As the Sixth Disposal was made on the market, the Company is not aware of the identities of the purchasers of the Tongcheng-Elong Shares. To the best of the knowledge, information and belief of the Directors, having made all reasonable enquiries, each of the purchasers of the Tongcheng-Elong Shares and their ultimate beneficial owners are Independent Third Parties.
Assets disposed
The Group disposed of a total of 4,407,600 Tongcheng-Elong Shares at the average selling price of HK$14.93 per Tongcheng-Elong Share.
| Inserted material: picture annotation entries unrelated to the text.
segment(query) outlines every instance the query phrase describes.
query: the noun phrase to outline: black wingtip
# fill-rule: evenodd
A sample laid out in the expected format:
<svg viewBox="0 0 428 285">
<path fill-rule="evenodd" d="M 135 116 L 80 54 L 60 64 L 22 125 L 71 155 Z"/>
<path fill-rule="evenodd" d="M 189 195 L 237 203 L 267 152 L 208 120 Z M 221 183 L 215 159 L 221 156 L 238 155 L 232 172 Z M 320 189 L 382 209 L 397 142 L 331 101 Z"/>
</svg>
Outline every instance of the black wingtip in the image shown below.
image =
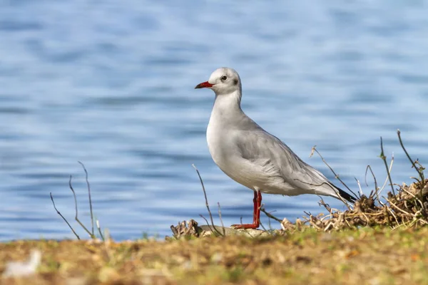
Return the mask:
<svg viewBox="0 0 428 285">
<path fill-rule="evenodd" d="M 346 192 L 343 191 L 342 189 L 337 188 L 337 190 L 339 191 L 339 195 L 343 199 L 345 199 L 345 200 L 347 200 L 347 202 L 350 202 L 351 203 L 354 203 L 355 201 L 357 201 L 357 198 L 355 198 L 354 196 L 352 196 L 352 195 L 349 195 Z"/>
<path fill-rule="evenodd" d="M 339 192 L 339 195 L 340 195 L 340 197 L 342 197 L 343 199 L 345 199 L 347 202 L 354 203 L 354 202 L 355 202 L 355 201 L 357 201 L 357 198 L 355 197 L 354 196 L 343 191 L 342 189 L 339 188 L 337 186 L 336 186 L 335 185 L 332 185 L 335 188 L 336 188 L 336 190 Z"/>
</svg>

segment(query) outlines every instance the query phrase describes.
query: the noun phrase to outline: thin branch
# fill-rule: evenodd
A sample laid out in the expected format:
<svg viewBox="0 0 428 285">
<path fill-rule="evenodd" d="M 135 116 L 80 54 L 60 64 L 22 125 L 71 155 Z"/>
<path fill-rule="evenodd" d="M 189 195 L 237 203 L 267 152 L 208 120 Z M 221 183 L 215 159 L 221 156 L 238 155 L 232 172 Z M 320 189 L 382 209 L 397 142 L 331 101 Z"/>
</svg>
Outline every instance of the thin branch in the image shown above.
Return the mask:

Before the Sixth Disposal, the Group held a total of 74,957,480 Tongcheng-Elong Shares, representing approximately 3.45% of the issued share capital of TongchengElong (calculated based on the 2,169,569,857 Tongcheng-Elong Shares issued by Tongcheng-Elong as at 30 November 2020 according to the monthly return of Tongcheng-Elong dated 3 December 2020). Immediately after the Sixth Disposal, the Group holds 70,549,880 Tongcheng-Elong Shares, representing approximately 3.25% of the issued share capital of Tongcheng-Elong as at 30 November 2020.
Consideration
The aggregate gross sale proceeds of the Sixth Disposal were approximately HK$66 million (equivalent to approximately RMB56 million), which is receivable in cash on settlement. The consideration for the Sixth Disposal represented the market price of the Tongcheng-Elong Shares at the time of the Sixth Disposal.
INFORMATION OF THE GROUP AND CITY LEGEND
The Company is an investment holding company and the Group is principally engaged in comprehensive development, equity investment and fund management businesses. The comprehensive development business involves the development and sale of residential properties, the development and management of commercial properties, and the development and operation of tourism projects. The equity investment and fund management businesses involve private equity investments.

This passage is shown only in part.